Tamás Konok | Budapest | Hungary | 1930-2020
Tamás Konok graduated from the Hungarian Academy of Fine Arts, where his master was Aurél Bernáth. He moved to Paris in 1959 and later he also had a studio in Zurich. While maintaining his residence in Paris, he has been also living and working in Budapest since the 1990s. Konok’s first solo exhibition was at the Galerie Lambert in Paris in 1960. He had his first museum solo exhibition in Stedelijk in the Netherlands in 1964, afterwards he also had a solo show at the Lausanne Museum in Switzerland. In 1983 Konok’s works appeared at the Geometrische Abstraktion exhibition together with those of J. Albers, F. Morellet and F. Picabia. He collaborated with Galerie Schlégl in Switzerland and exhibited his works several times at the Basel Art-Expo. Konok had solo exhibitions at numerous important institutions in Hungary since the eighties, among them the Xantus János Museum in Győr and the Museum of Fine Arts (together with his artist wife, Katalin Hetey), he had retrospective exhibitions at the Ludwig Museum (1995) and the Ernst Museum (2006). Several state awards attest to the recognition of his work: he is the Knight of the National Order of the French Republic (1997) and is a holder of the Kossuth Prize (1998) as well as the Cross of the Order of Merit of the Hungarian Republic (2004). Konok’s works can be found, among others, in the collection of the Städtische Galerie in Hamburg, the Stedelijk Museum in the Netherlands, the Musée des Beaux-Arts in Bern, the Kunstmuseum in Winterthur, the Bibliothèque Nationale in Paris, the Ludwig Museum in Budapest, the Hungarian National Gallery, the Museum of Fine Arts and the Museum of Applied Arts in Budapest.
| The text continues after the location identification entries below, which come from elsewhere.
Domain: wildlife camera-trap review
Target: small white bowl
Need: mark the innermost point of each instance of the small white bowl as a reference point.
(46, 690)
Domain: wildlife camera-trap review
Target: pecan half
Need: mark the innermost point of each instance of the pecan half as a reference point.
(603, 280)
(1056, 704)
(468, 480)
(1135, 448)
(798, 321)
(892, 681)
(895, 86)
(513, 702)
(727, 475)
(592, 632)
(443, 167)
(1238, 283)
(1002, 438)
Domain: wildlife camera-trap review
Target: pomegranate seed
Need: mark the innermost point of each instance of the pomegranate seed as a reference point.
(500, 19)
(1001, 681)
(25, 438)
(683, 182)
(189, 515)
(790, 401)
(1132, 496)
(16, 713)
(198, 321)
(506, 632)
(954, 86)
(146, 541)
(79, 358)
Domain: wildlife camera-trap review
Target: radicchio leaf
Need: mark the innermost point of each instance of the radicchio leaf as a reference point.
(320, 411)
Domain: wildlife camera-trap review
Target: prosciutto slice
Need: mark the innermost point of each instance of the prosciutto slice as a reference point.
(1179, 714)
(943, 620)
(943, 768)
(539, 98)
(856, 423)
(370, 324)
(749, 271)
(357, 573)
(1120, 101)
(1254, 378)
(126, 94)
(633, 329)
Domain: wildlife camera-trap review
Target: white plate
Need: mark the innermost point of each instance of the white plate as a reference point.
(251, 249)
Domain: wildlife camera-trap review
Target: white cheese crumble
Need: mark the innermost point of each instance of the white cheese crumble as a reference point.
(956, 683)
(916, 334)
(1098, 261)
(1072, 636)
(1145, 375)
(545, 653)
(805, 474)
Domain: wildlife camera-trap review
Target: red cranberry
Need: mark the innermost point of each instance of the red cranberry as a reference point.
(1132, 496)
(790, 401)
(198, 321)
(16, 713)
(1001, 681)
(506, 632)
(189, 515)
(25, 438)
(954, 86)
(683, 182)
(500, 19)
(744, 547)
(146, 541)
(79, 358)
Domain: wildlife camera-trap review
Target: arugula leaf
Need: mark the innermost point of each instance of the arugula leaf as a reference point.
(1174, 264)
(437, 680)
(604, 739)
Konok’s oeuvre is widely embedded in the international tendencies of painting, stemming from 20th century modernism and avant-garde art. The collages and monotypes of his early period are built on a surrealistic vision and visual elements going beyond reality. The geometric abstraction of Konok’s mature period – along with the reduction of shapes – is based on thin line drawings of structures. Thus, the early works and the nonfigurative ones where he uses his own authentic style are connected by the role and primacy of the line. The line that can be scarcely found in nature, however, it is connected to human activity and it can express the most abstract, transcendent contents. In Konok’s acrylic-canvas paintings lines, stripes, dotted surfaces and form fragments abstracted into signs in two dimensions tell us about the problem of plastic, that is to say spatial representation. Thus, colors are usually not merely form fillings, nor are they elements of an optical illusion, but they are part of a line-based system.